S'agissant du recrutement local, il semblerait que l'intranet entre ministères soit réservé à quelques initiés. Quand j'étais ministre, nous avions pris des mesures, mais il reste des progrès à faire pour davantage de transparence. Les discriminations à l'embauche ne sont pas acceptables. C'est symbolique, mais cette question pourrait déclencher des mouvements en Guadeloupe.

Je suis d'accord avec le président Guillaume Gontard : il faut que « l'eau paie l'eau » ; mais ce principe est parfois difficile à appliquer. Tout le monde devrait participer au syndicat mixte ouvert, mais sur la question de son financement, vous décidez sans payer les conséquences de vos décisions. Vous demandez, dans un courrier au conseil départemental et au conseil régional de prendre en charge les dettes et les dépenses de personnel : je pense qu'il va être difficile de trouver un accord, comme l'a montré la visioconférence d'hier, au cours de laquelle les partis politiques se sont opposés. Le président de région a dit qu'il s'opposerait au Gouvernement, M. Olivier Serva s'est opposé à Mme Justine Benin et le Président Losbar ne comprend pas l'initiative du sénateur Dominique Théophile ! L'État doit s'engager sur un plan pluriannuel avec des subventions sur quatre ou cinq ans.

Par ailleurs, la stratégie de logement qui se dessine m'inquiète. Nous devons rester très attentifs sur le projet de vente de plus de 3 000 logements dans la ville de Pointe-à-Pitre. Cela permettra certes de renflouer les finances de la ville, mais il faut également veiller au maintien des classes populaires, ainsi que nous l'avions fait lorsque nous étions aux commandes de la Région.

La ministre du logement, Mme Emmanuelle Wargon, s'est engagée à réunir les parlementaires pour régler le conflit entre l'Union sociale pour l'habitat (USH) et l'union sociale pour l'habitat outre-mer (USHOM), mais nous attendons toujours et nous n'avons pas compris la position de l'État. Il est regrettable notamment que les 170 000 euros de subvention dont bénéficiait l'USHOM aient été supprimés.

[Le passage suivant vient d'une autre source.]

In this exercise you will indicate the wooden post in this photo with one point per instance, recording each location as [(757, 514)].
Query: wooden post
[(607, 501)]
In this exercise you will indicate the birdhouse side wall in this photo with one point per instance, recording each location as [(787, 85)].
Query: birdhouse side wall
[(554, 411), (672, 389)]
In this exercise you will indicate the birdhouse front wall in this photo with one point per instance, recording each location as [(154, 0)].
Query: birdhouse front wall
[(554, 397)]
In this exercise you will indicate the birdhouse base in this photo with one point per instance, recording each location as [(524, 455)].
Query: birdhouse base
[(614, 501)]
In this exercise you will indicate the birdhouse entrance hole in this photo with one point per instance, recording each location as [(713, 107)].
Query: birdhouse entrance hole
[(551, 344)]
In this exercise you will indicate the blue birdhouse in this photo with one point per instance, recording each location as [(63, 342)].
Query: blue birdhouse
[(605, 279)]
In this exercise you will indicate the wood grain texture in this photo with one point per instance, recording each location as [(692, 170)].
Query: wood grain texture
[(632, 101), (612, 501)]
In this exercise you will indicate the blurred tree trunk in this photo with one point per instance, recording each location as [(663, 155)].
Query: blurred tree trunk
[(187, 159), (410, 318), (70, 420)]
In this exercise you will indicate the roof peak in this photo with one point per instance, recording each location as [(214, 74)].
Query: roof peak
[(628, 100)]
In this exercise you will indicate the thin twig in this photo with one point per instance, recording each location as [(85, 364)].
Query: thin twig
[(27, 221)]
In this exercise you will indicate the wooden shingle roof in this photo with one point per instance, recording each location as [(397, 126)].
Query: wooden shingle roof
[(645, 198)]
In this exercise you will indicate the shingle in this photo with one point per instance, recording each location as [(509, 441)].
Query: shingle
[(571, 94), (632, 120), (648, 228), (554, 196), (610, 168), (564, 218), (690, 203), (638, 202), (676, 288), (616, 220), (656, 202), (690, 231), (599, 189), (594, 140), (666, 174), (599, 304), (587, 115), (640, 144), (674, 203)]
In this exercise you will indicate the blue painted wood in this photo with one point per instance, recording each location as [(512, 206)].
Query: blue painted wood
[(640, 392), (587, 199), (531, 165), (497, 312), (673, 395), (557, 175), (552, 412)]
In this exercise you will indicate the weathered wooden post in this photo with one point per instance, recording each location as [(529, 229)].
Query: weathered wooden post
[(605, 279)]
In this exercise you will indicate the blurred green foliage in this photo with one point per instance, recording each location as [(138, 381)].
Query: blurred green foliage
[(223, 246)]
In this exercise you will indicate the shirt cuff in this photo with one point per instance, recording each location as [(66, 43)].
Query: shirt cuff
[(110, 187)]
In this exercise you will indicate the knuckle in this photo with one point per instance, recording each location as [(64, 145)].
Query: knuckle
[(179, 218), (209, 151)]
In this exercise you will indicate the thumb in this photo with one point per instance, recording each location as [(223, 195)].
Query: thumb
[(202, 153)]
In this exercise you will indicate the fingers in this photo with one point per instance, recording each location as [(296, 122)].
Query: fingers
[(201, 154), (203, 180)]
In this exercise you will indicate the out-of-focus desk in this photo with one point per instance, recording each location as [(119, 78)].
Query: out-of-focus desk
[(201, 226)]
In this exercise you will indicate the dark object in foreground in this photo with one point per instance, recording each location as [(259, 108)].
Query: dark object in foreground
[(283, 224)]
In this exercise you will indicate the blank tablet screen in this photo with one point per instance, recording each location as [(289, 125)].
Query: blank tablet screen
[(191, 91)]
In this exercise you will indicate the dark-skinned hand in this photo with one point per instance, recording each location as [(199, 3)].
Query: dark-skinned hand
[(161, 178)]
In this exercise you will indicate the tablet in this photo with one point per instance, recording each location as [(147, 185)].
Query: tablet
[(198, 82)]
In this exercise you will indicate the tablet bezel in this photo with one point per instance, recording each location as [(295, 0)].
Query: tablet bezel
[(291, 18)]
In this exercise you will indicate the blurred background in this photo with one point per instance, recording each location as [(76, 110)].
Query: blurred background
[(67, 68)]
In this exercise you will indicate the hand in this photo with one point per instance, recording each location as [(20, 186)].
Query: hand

Je m'associe à ce qu'a dit mon collègue Dominique Théophile sur l'octroi de mer. Si la Commission européenne devait faire une telle proposition, je demanderais au Gouvernement de s'y opposer. Mais il faut aussi avoir le courage d'engager une réforme, respectueuse de l'autonomie des territoires. J'ai fait des propositions au Sénat, qui ont malheureusement été rejetées.

Le projet d'évolution des articles 73 et 74 de la Constitution figurant dans le rapport du Président Magras sur la différenciation territoriale - et proposé par le juriste Stéphane Diémert - est un bon texte, qui peut sans doute être encore amélioré. Je ne désespère pas de voir le Gouvernement l'intégrer dans la réforme constitutionnelle.